Thank you for the answer.

I’ve included

this line just before the use of the lstm layer as so the code becomes the following:


class BahdanauDecoder(nn.Module): 
   def __init__(self, hidden_size, output_size, n_layers=1, drop_prob=0.1):
       super(BahdanauDecoder, self).__init__()
       self.hidden_size = hidden_size
       self.output_size = output_size
       self.n_layers = n_layers
       self.drop_prob = drop_prob
       self.input_size = input_size #number of machines 

       self.fc_hidden = nn.Linear(self.hidden_size, self.hidden_size, bias=False)
       self.fc_encoder = nn.Linear(self.hidden_size, self.hidden_size, bias=False)
       self.weight = nn.Parameter(torch.FloatTensor(1, hidden_size))
       self.attn_combine = nn.Linear(self.hidden_size * 2, self.hidden_size)
       self.dropout = nn.Dropout(self.drop_prob)
       self.lstm = nn.LSTM(self.hidden_size + self.input_size, self.hidden_size, batch_first=True)
       self.classifier = nn.Linear(self.hidden_size, self.output_size)

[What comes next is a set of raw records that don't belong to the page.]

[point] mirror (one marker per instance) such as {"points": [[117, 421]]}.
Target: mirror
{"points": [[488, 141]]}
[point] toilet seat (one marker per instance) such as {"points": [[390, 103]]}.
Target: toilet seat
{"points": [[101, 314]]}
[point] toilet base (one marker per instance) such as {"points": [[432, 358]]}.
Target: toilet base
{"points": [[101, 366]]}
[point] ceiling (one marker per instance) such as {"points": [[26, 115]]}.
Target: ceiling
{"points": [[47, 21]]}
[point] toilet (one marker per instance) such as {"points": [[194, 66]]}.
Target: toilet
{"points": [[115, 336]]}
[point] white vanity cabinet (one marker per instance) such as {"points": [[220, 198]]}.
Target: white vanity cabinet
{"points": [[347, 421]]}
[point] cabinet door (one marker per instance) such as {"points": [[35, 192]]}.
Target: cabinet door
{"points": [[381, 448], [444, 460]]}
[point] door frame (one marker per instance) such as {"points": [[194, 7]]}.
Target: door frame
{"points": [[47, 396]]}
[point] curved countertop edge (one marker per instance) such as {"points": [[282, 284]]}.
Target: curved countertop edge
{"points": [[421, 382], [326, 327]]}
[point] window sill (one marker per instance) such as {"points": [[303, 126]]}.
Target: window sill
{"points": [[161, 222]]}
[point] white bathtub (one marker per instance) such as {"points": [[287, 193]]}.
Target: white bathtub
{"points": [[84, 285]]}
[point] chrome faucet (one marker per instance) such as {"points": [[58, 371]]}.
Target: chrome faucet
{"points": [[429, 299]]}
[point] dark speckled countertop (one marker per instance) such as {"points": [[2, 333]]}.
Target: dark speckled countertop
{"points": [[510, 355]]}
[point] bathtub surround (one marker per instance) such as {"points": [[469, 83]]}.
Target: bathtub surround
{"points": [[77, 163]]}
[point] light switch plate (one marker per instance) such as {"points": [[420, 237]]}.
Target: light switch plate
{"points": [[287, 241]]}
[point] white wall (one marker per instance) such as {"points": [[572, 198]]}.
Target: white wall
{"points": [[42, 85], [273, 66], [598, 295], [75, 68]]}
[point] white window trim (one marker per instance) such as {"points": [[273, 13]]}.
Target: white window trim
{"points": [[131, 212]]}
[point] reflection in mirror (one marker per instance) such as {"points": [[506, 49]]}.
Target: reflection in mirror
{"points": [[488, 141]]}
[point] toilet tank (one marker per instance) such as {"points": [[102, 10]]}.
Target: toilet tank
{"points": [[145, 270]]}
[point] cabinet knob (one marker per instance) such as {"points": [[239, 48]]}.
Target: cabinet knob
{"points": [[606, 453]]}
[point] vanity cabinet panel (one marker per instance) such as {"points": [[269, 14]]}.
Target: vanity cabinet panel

   def forward(self, inputs, hidden, encoder_outputs):
       #inputs are actually the previous decoder outputs
       encoder_outputs = encoder_outputs.squeeze()
       
       embedded = inputs[0].clone() #shape (#num_machines, 1)
       
       embedded = self.dropout(embedded)

       # Calculating Alignment Scores
       x = torch.tanh(self.fc_hidden(hidden[0])+self.fc_encoder(encoder_outputs))
       alignment_scores = x.bmm(self.weight.unsqueeze(2))  

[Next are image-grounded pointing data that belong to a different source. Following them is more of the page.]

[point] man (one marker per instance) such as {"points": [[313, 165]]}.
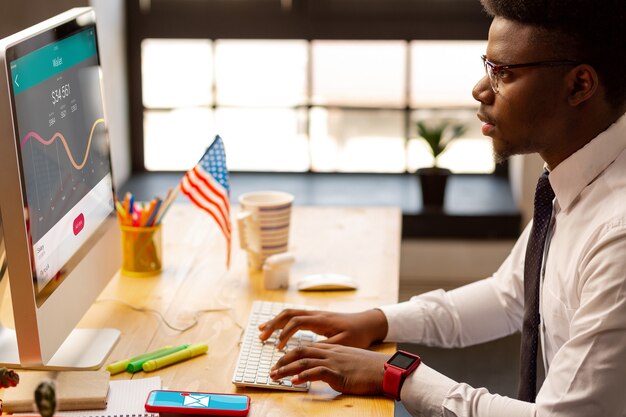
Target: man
{"points": [[554, 85]]}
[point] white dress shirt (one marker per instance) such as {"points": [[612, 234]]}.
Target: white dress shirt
{"points": [[582, 303]]}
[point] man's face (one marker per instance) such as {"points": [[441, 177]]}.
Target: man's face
{"points": [[524, 116]]}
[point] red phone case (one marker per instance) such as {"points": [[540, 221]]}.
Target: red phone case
{"points": [[197, 411]]}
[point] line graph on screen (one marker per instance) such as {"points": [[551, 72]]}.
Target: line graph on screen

       # Softmaxing alignment scores to get Attention weights
       attn_weights = F.softmax(alignment_scores.view(1,-1), dim=1)

       # Multiplying the Attention weights with encoder outputs to get the context vector
       context_vector = torch.bmm(attn_weights.unsqueeze(0),
                                encoder_outputs.unsqueeze(0))

       # Concatenating context vector with embedded input word
       output = torch.cat((embedded.view(1,-1), context_vector[0]), 1).unsqueeze(0)
       
       # Passing the concatenated vector as input to the LSTM cell
       hidden = tuple(h.detach() for h in hidden) #HERE
       output, hidden = self.lstm(output, hidden)

       output = self.classifier(output[0])

       return output, hidden, attn_weights
   
   def init_in(self):
       return torch.zeros(1 , input_size, 1)
   
   def init_hidden(self):
       return (torch.zeros(1 , 1, hidden_size),  
                        torch.zeros(1 , 1, hidden_size))


However I’m getting the same sort of error as before:

RuntimeError: one of the variables needed for gradient computation has been modified by an inplace operation: [torch.cuda.FloatTensor [500, 309]], which is output 0 of TBackward, is at version 2; expected version 1 instead. Hint: the backtrace further above shows the operation that failed to compute its gradient. The variable in question was changed in there or anywhere later. Good luck!